Violas are perennial and grow best in well drained soil that has an open structure to encourage fibrous roots and promote many stems from the same root. They may get a bit leggy so cut back two or three times during the spring and summer to encourage new shoots and more flowers. Aid this by applying a liquid rose fertilizer or seaweed and keep watered.
Violas do not have the ‘blotch’ of the pansy but may have dark rays in the blue yellow or mauve petals. Violettas are very similar but with smaller flowers, compact habit and a good fragrance.

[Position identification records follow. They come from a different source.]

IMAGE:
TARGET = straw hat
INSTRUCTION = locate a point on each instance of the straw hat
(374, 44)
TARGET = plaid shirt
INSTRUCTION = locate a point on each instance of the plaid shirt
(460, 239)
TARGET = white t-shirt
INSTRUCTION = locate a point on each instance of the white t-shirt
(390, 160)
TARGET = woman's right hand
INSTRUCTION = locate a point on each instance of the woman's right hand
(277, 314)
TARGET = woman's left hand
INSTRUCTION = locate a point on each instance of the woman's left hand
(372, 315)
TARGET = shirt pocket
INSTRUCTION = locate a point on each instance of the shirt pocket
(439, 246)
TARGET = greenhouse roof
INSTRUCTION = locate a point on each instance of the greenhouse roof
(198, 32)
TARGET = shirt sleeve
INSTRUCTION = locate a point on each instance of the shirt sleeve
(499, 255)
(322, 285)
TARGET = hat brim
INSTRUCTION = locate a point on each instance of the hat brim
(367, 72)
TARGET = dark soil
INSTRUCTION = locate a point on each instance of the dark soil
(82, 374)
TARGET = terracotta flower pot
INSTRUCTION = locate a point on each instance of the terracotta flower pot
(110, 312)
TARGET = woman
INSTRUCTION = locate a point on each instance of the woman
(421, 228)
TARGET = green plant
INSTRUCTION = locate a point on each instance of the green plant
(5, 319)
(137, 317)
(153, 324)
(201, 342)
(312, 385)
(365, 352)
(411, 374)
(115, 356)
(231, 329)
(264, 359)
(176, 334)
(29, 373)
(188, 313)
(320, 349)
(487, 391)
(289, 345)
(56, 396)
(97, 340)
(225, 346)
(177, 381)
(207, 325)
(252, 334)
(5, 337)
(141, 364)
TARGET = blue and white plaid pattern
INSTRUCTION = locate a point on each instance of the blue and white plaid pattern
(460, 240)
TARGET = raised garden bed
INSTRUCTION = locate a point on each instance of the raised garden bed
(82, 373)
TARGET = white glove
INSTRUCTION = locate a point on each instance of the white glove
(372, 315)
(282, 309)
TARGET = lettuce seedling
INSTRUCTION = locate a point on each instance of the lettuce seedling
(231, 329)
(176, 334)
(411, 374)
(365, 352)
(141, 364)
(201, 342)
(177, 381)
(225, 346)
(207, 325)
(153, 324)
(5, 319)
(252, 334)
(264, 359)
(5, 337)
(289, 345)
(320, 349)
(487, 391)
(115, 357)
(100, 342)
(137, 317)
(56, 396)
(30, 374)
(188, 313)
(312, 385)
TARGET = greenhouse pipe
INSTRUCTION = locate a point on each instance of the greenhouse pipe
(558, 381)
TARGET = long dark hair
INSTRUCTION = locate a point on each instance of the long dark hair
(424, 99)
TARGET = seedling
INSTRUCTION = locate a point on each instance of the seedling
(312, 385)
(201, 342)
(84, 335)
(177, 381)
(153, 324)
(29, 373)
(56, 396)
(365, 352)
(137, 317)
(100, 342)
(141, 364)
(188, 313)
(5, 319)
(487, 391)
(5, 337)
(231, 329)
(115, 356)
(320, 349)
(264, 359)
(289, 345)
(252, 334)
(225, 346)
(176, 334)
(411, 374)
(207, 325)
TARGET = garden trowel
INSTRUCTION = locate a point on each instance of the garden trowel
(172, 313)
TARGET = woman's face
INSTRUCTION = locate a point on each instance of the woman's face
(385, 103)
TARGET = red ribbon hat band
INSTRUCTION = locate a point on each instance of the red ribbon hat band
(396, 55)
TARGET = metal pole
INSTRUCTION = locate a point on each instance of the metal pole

Many violas self seed but I try and collect seed from plants that I like. Sow the fresh seed on the surface of the compost but exclude light until they germinate in about 2 weeks.
Propagation to get more Violas for Free
- In the second week of June cut plants back to within 2 inches of the soil.
- When the shoots grow back to 3 inches long scatter some fine soil mixed with peat, amongst the shoots and keep well watered.
- In two or three weeks the shoots will have rooted and can be replanted in a shady spot
- Pinch out the growing tip to encourage branching
- Divide plants every two or three years in Spring as they start to grow or in Autumn but the results may not be as good as the rooted cuttings.
- Alternatively sow fresh seeds in July. Cover lightly but then exclude light for a few weeks until they have germinated. transplant in October to flower next spring.
Violas are so similar to Pansies that they are often sold under both names. Below is a popular variety The Joker which is a viola but is sold as a Pansy.
Violas often have a sweet scent, the blue ones are more closely related to violets and generally smell the strongest. I am looking for some Viola biflora seeds to sow asap.